Add a new requirement constructor:
.exactLiteral("1.0.0+debug")The semantics become:
.exact(...): current behavior, ignoring build metadata for the match.exactLiteral(...): full identifier match, including build metadata- Range requirements: unchanged
This keeps existing manifests source- and behavior-compatible while allowing packages to opt into metadata-aware selection when needed.
SwiftPM adds a new requirement case for both source-control and registry dependencies:
extension Package.Dependency {
public enum SourceControlRequirement {
case exact(Version)
case exactLiteral(Version)
case range(Range<Version>)
case revision(String)
case branch(String)
}
public enum RegistryRequirement {
case exact(Version)
case exactLiteral(Version)
case range(Range<Version>)
}
}SwiftPM also adds overloads that accept those requirement types directly:
extension Package.Dependency {
@available(_PackageDescription, introduced: 999.0)
public static func package(
url: String,
_ requirement: Package.Dependency.SourceControlRequirement
) -> Package.Dependency
@available(_PackageDescription, introduced: 999.0)
public static func package(
id: String,
_ requirement: Package.Dependency.RegistryRequirement
) -> Package.Dependency
}Manifest usage:
dependencies: [
.package(url: "https://example.com/Foo.git", .exactLiteral("1.0.0+debug")),
.package(id: "mona.Bar", .exactLiteral("2.1.3+vendor.1")),
]Resolver behavior:
.exact(R)keeps current semantic-exact matching behavior..exactLiteral(R)matches only when the candidate version is identical toR, including build metadata.- Version ordering and range containment continue to ignore build metadata.
This means:
.exact("1.0.0")and.exactLiteral("1.0.0+debug")are compatible, with the literal requirement narrowing selection to1.0.0+debug..exactLiteral("1.0.0+debug")and.exactLiteral("1.0.0+release")are incompatible.
The new requirement applies equally to source-control and registry dependencies. If resolution fails, diagnostics should report the full requested identifier so the conflicting metadata variant is visible.
Package.resolved already records full version identifiers, so this proposal
does not require a schema change.
This proposal does not introduce new trust relationships or network behavior.
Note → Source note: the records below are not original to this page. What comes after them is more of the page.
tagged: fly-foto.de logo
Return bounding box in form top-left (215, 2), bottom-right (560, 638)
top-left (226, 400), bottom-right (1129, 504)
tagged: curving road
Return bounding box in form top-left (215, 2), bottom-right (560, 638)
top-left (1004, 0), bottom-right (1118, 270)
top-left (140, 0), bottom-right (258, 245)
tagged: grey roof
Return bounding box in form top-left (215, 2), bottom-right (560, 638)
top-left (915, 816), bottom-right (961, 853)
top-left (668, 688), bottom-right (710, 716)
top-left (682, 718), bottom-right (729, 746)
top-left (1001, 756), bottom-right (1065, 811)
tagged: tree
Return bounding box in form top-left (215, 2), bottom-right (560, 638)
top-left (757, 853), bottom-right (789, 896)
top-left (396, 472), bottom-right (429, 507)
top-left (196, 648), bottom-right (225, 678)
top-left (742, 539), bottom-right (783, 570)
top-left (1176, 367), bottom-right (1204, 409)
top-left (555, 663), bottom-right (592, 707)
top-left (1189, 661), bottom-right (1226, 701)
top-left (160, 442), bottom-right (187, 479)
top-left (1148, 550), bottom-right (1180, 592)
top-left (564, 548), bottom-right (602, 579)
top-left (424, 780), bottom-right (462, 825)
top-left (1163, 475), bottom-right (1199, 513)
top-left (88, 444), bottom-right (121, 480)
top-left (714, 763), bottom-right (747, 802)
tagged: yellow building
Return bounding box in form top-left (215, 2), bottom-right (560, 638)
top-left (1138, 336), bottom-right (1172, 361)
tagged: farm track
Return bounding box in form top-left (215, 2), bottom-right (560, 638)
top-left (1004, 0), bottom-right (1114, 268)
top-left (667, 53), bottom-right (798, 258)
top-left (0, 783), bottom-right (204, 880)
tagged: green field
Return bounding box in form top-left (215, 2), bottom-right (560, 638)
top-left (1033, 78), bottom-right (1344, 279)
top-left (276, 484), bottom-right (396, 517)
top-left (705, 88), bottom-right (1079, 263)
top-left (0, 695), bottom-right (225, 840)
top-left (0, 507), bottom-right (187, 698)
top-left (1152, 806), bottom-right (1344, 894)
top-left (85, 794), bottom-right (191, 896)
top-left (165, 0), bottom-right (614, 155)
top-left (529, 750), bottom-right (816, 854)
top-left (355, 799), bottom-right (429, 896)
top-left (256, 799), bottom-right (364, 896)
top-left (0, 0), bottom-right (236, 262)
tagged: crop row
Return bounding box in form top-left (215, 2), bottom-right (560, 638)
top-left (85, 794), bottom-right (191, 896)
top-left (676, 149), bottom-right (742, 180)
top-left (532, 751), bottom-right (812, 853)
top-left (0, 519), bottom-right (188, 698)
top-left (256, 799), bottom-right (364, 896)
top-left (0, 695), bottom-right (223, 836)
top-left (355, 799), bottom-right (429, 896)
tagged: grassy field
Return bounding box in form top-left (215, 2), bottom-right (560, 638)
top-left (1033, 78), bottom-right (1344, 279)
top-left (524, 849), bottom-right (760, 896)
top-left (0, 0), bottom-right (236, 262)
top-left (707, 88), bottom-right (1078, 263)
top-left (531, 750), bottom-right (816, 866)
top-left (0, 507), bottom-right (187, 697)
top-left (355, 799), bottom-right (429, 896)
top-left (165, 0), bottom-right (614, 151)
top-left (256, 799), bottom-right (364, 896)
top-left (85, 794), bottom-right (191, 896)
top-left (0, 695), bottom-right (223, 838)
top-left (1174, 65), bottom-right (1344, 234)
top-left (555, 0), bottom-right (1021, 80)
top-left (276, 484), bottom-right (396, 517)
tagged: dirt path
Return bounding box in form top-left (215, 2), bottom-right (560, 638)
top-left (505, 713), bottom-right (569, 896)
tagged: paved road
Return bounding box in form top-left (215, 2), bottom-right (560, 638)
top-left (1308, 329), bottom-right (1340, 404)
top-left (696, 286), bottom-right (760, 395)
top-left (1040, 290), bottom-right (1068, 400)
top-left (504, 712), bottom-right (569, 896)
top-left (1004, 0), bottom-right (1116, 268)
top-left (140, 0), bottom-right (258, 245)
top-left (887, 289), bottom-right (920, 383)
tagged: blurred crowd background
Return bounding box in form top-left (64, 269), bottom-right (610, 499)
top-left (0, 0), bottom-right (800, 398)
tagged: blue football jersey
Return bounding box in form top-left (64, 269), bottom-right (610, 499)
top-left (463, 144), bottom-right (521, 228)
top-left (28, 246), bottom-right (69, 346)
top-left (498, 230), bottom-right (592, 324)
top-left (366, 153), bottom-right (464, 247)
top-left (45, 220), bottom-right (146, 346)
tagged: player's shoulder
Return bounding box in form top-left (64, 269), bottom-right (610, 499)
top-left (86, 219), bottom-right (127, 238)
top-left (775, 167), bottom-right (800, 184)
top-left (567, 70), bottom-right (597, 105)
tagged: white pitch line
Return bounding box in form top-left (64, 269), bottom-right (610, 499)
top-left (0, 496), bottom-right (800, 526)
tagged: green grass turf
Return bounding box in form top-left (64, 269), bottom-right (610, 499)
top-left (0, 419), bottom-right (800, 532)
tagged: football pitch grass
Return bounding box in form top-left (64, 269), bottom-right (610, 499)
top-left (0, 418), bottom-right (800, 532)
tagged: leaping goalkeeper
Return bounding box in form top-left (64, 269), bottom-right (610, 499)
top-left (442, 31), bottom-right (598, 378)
It can improve supply-chain clarity by letting a manifest express an intended published variant directly.
Existing manifests are unchanged. .exact(...) and range requirements keep
their current behavior, and only packages that opt into .exactLiteral(...)
observe new behavior.
As with other manifest APIs, use of .exactLiteral(...) can be gated by tools
version.
This would change the behavior of existing manifests and break SwiftPM's long-standing interpretation of exact version requirements.
A dedicated API is clearer at the call site than a boolean parameter on an existing requirement constructor.
Revision pinning is not a version-level API, does not work for registry dependencies, and is less readable in manifests.
Pre-release versions change SemVer ordering, so they are not an accurate model for variants that should share the same release precedence.